EVA Release Notes (v3.1)

Major updates made

  • Massive refactor from single-file EVA into a modular codebase:
    • modules/ for LLM, workflow, tooling, reporting, attack-map, vuln intel, search and other stuff
    • sessions/ for storing all sessions, maps and report files.
    • utils/ for UI/system helpers and utilities.
  • Added major new providers:
    • Anthropic Claude backend
    • Google Gemini backend
    • Fixed Ollama output parsing
  • Added full CLI tooling with eva entrypoint:
    • --search for vulnerability/exploit searching with AI assist, to find quick results for a specific query.
    • --config to open configure EVA variables
    • other flags such as --update, --version, --delete
  • Full UI flow overhaul:
    • new banner screen
    • EVA UI revamp with self updater in menu options
    • Now EVA can generate vulnerability assessment reports in HTML/PDF and Attack Surface maps using html and js libraries.
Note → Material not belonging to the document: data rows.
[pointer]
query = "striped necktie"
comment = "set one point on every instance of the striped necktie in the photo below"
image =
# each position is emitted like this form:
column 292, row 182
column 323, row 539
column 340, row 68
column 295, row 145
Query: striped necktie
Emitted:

Ollama + LLM Reliability Upgrades

  • Reworked Ollama handling with layered fallbacks:
  • Improved model response parsing:
    • robust JSON extraction, and with debug output in case of errors.
    • command extraction fallback when strict JSON is not returned or other exceptions.
  • Added refusal-retry override path for Ollama in authorized CTF/lab mode, as some models would keep avoiding to respond.
  • Added output chunking + evidence-lock context for better adherence on the pentest workflow for EVA.

New --search Intel Tool

  • Added EVA exploit/vulnerability search pipeline powered by configurable Ollama Cloud model (default gpt-oss-120b).
  • Query expansion + AI powered
  • Aggregates and ranks findings from:
    • local searchsploit
    • NVD
    • Vulners
    • GitHub PoC search
    • Exploit-DB web search
    • CISA KEV feed
  • Returns risk scoring, trending signal, AI analyst summary, and safe verification command hints.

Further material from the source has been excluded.